Beans have the highest water use of any common garden vegetable.  During blossoming and fruit development, beans use one-quarter to over one-half inch of water per day.  I plant my beans very densely so they can shade one another.

Lettuce and other leaf vegetables need water most critically during head (leaf) development.  For quality produce, these crops require a constant supply of moisture.  If not the greens can become bitter, stringy and they may bolt prematurely.

Onion family crops, (garlic, leeks) require consistent moisture and frequent irrigation due to their small, inefficient root system.  They often fall over because to weak roots, it is best to pull them if this happens.

Potatoes tubers will be knobby if they become overly dry during tuber development.  Potato scab is a common problem when there is insufficient moisture during tuber formation.

Tomato family (tomatoes, peppers, and eggplant) needs water most critically during flowering and fruiting.  Blossom end rot (a black sunken area on the bottom of the fruit) is often a symptom of too much or too little water.  Blossom drop is also a common problem that occurs from lack of water. The tomato family has a lower water requirement than many vegetables and plants are often over-watered in the typical home garden.  Water your tomatoes very deeply; tomato roots can be as long as five feet or more.

Vine crops: cucumbers, summer and winter squash, and assorted melons need water most critically during flowering and fruiting.  Vine crops use less water than many vegetables and are often over-watered in the typical home garden.

Watering wisely has always been a mantra at MCGA and more water wise garden solutions have been implemented throughout MCGA more than ever before.  Hooray!  The #1 way to increase your soil’s water holding capacity is to amend your garden soil with coarse, decomposed organic matter such as compost, leaf mold, manures, straw and more.

In our clay soil, organic matter glues the tiny soil particles together into larger particles, increasing pore space.  This process takes place over time.  This increases soil oxygen levels and improves soil drainage, which in turn increases the rooting depth allowing roots to reach a larger supply of water and nutrients.
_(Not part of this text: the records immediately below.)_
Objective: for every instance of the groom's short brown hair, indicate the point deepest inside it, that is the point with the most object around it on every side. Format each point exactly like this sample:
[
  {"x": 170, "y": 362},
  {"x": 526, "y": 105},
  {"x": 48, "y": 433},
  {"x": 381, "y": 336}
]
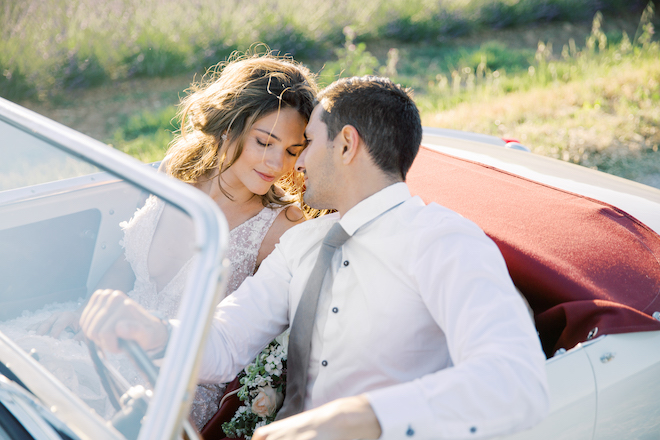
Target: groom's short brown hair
[{"x": 384, "y": 115}]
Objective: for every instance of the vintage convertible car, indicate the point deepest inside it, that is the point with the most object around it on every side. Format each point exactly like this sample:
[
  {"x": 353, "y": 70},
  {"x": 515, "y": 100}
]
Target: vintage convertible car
[{"x": 581, "y": 246}]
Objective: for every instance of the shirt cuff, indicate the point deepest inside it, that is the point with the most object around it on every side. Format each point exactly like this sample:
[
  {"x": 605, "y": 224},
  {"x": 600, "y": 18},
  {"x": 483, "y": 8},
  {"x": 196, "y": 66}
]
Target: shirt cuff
[{"x": 402, "y": 412}]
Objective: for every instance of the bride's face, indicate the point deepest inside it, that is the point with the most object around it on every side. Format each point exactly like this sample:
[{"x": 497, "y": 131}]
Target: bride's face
[{"x": 270, "y": 151}]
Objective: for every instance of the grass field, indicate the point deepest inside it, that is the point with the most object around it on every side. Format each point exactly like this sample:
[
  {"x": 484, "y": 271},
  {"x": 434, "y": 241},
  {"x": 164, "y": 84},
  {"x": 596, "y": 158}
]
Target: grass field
[{"x": 556, "y": 75}]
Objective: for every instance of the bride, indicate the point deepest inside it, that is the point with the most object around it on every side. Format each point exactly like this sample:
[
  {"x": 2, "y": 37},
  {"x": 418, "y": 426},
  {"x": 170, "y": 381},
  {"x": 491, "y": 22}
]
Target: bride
[{"x": 242, "y": 129}]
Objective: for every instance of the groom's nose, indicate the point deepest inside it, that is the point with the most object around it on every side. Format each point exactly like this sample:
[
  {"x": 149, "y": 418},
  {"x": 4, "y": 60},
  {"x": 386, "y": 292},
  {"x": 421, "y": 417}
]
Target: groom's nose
[{"x": 300, "y": 162}]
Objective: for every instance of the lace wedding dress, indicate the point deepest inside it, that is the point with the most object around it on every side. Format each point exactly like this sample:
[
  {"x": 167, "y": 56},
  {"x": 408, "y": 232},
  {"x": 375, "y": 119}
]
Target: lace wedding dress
[
  {"x": 244, "y": 243},
  {"x": 68, "y": 358}
]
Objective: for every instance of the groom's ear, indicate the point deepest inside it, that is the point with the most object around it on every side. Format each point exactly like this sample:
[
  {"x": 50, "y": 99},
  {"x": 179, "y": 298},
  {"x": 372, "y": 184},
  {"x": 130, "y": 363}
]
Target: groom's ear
[{"x": 350, "y": 143}]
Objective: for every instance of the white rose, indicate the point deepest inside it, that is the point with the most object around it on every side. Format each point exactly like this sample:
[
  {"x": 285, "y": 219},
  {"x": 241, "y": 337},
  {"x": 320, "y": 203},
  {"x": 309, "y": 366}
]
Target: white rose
[
  {"x": 266, "y": 402},
  {"x": 283, "y": 340}
]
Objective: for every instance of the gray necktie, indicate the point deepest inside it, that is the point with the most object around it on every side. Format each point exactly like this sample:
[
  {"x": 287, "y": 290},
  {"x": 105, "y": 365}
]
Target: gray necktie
[{"x": 300, "y": 339}]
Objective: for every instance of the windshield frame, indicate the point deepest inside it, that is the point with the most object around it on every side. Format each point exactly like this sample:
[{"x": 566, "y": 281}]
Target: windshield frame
[{"x": 207, "y": 280}]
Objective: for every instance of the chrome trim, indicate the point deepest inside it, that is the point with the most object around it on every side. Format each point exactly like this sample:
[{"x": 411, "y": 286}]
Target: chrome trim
[{"x": 207, "y": 276}]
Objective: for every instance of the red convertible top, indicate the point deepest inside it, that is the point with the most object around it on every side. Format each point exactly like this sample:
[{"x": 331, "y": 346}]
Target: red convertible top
[{"x": 587, "y": 268}]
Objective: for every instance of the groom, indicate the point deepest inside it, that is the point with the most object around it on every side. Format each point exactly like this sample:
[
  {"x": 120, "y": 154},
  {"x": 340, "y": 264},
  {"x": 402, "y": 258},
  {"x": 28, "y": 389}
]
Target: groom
[{"x": 404, "y": 321}]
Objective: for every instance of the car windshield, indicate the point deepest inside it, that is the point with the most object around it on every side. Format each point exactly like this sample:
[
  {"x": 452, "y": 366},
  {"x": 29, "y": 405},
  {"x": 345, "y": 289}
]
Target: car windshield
[{"x": 68, "y": 228}]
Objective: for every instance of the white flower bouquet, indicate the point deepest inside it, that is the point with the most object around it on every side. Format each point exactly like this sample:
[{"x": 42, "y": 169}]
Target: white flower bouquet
[{"x": 262, "y": 391}]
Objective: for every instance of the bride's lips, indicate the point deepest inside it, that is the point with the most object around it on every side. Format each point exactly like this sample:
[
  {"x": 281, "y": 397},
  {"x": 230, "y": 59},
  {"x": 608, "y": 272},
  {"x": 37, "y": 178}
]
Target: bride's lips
[{"x": 266, "y": 177}]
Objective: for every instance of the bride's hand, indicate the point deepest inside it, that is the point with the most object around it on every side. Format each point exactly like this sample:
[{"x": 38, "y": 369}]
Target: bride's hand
[{"x": 58, "y": 322}]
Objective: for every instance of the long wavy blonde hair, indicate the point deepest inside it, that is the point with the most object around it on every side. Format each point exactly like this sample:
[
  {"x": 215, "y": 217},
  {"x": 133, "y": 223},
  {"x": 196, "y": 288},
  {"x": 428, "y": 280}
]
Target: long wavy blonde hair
[{"x": 228, "y": 100}]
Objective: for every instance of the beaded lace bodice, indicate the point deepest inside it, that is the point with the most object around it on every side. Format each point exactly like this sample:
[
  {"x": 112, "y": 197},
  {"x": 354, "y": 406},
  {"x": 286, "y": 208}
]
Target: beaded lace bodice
[{"x": 244, "y": 243}]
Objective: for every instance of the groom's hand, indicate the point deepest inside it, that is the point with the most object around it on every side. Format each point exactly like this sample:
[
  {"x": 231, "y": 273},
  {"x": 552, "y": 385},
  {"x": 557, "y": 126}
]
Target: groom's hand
[
  {"x": 347, "y": 418},
  {"x": 110, "y": 315}
]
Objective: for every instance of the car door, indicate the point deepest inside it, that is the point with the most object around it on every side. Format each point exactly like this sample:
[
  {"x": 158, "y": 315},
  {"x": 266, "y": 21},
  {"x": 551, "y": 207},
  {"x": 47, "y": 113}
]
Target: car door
[{"x": 627, "y": 373}]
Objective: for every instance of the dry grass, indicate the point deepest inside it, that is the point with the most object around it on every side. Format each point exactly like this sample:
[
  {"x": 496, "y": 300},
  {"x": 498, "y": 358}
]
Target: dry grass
[{"x": 609, "y": 121}]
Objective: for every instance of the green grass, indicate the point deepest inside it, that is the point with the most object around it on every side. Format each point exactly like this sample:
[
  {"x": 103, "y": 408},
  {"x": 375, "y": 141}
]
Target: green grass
[
  {"x": 588, "y": 94},
  {"x": 50, "y": 46}
]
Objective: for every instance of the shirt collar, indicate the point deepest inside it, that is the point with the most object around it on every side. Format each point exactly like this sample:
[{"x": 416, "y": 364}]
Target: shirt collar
[{"x": 373, "y": 206}]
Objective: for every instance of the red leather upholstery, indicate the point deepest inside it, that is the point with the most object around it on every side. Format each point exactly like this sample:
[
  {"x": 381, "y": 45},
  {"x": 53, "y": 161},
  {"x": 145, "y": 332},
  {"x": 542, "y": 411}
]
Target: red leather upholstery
[
  {"x": 580, "y": 263},
  {"x": 213, "y": 429}
]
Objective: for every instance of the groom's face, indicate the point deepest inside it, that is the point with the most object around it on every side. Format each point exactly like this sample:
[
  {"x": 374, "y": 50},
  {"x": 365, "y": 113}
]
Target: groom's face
[{"x": 317, "y": 163}]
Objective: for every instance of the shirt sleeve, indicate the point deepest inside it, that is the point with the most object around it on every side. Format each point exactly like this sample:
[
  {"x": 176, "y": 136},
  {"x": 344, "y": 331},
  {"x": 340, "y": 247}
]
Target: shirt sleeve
[
  {"x": 247, "y": 320},
  {"x": 497, "y": 384}
]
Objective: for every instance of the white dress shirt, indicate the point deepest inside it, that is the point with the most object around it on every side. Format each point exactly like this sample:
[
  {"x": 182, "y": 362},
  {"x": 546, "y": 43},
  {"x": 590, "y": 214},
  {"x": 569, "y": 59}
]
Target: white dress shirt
[{"x": 418, "y": 312}]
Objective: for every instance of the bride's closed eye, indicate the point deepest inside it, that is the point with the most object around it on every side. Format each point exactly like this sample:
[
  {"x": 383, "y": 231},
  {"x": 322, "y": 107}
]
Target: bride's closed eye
[{"x": 263, "y": 144}]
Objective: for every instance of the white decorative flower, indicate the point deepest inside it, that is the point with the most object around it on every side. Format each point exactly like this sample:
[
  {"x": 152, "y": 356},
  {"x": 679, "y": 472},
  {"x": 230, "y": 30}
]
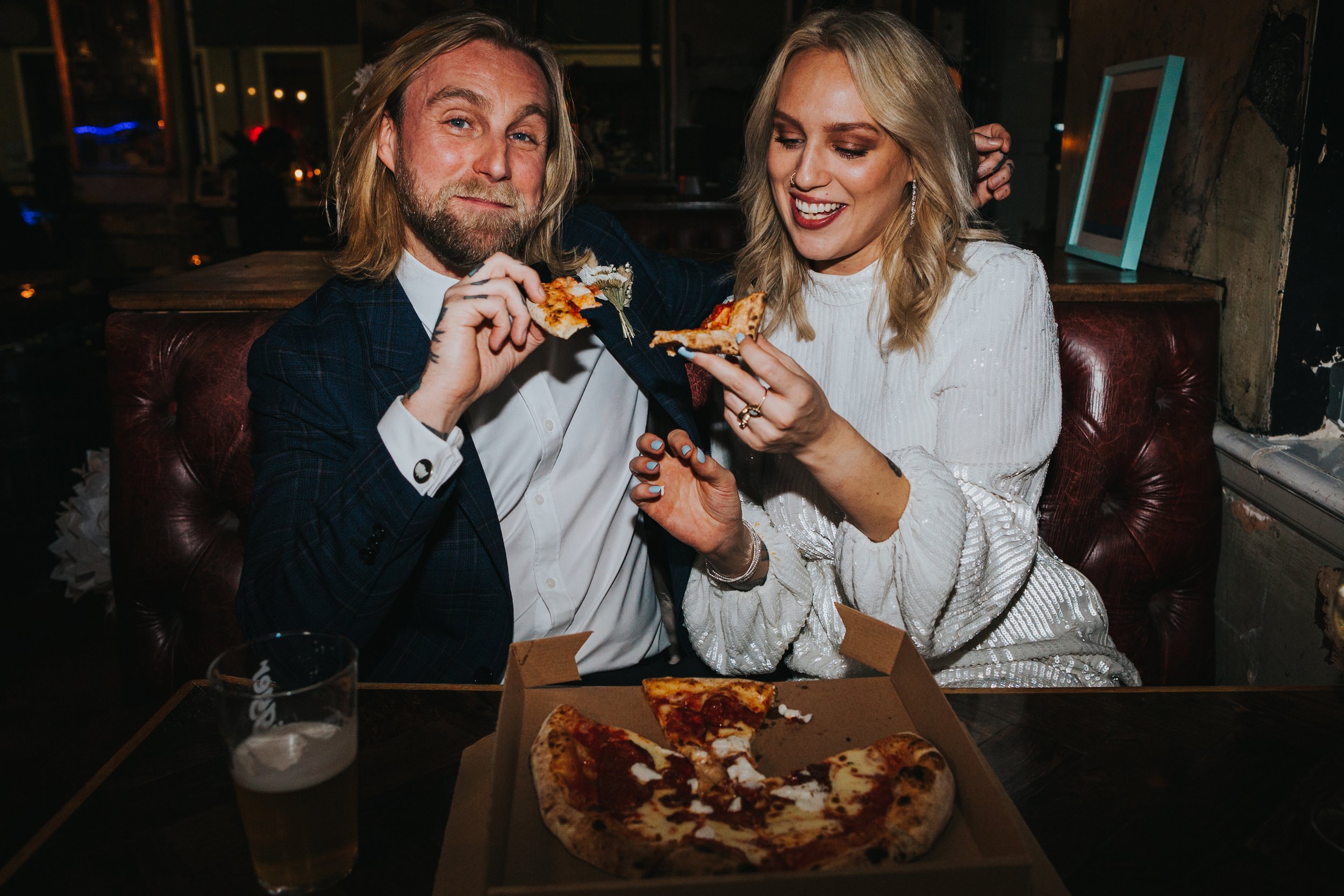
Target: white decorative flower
[
  {"x": 616, "y": 284},
  {"x": 84, "y": 556}
]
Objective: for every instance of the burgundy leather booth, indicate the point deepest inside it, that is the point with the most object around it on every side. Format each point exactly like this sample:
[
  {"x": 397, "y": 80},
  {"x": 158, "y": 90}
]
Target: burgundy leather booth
[{"x": 1132, "y": 497}]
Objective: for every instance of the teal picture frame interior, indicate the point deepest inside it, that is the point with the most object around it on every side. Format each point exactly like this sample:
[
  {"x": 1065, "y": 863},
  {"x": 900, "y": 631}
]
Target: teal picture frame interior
[{"x": 1124, "y": 157}]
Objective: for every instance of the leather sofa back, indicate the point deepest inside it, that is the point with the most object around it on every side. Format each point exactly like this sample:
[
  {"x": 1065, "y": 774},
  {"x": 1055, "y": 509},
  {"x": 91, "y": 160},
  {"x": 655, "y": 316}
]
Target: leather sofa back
[{"x": 1132, "y": 497}]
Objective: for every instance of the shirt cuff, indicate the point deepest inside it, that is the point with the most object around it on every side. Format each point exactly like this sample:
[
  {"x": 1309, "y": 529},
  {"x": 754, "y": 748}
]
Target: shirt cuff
[{"x": 425, "y": 460}]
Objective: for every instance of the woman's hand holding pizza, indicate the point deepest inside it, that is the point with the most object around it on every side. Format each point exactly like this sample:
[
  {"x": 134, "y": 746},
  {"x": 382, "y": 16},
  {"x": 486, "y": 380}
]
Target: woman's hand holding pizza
[
  {"x": 692, "y": 496},
  {"x": 792, "y": 415}
]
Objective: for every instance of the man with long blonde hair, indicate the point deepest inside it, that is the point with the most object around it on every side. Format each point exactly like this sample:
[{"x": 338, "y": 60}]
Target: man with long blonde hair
[{"x": 434, "y": 477}]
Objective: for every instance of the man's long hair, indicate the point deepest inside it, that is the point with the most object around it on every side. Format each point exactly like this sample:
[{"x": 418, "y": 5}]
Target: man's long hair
[
  {"x": 369, "y": 218},
  {"x": 905, "y": 87}
]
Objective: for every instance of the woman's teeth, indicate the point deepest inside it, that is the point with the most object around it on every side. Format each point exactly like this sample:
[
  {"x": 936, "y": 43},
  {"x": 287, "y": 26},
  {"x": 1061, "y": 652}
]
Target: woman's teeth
[{"x": 813, "y": 211}]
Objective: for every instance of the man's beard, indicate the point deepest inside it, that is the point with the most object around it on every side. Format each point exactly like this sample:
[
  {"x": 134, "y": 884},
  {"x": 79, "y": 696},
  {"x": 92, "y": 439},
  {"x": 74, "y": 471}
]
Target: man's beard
[{"x": 463, "y": 240}]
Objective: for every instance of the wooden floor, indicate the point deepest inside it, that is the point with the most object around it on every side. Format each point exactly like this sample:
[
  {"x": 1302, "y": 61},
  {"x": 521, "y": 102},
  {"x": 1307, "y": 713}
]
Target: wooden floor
[{"x": 62, "y": 703}]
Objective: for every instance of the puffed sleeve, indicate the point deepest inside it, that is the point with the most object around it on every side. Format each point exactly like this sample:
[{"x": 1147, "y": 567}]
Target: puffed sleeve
[
  {"x": 749, "y": 632},
  {"x": 968, "y": 537}
]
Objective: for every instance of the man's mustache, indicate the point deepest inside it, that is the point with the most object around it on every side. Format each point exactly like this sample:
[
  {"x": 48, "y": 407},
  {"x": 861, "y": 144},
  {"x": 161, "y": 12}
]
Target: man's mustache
[{"x": 503, "y": 194}]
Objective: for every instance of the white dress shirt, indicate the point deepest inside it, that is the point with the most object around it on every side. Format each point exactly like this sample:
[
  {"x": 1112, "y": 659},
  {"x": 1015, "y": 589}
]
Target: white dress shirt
[{"x": 555, "y": 440}]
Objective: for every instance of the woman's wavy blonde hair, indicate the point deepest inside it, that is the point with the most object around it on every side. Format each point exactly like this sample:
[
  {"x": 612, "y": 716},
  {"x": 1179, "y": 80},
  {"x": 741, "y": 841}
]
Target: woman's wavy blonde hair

Another method to add organic matter is to replant the fall garden with a green manure crop such as winter rye or buckwheat.

I use mulches and drip irrigation to conserve water as well and to keep moisture off the foliage to avoid air borne fungal diseases. 

Other water saving techniques are:

Mulches, mulches and more mulch.

Plant in blocks, rather than rows.  This creates shade for roots and reduces evaporation.  Shade cloth is helpful too.

Control weeds that compete with vegetables for water.

Group plants with similar water needs in the same section of the garden for easy irrigation.  Cucumber, zucchinis, and squash, for example, require similar water applications.

Stay cool and let us know what techniques worked for you!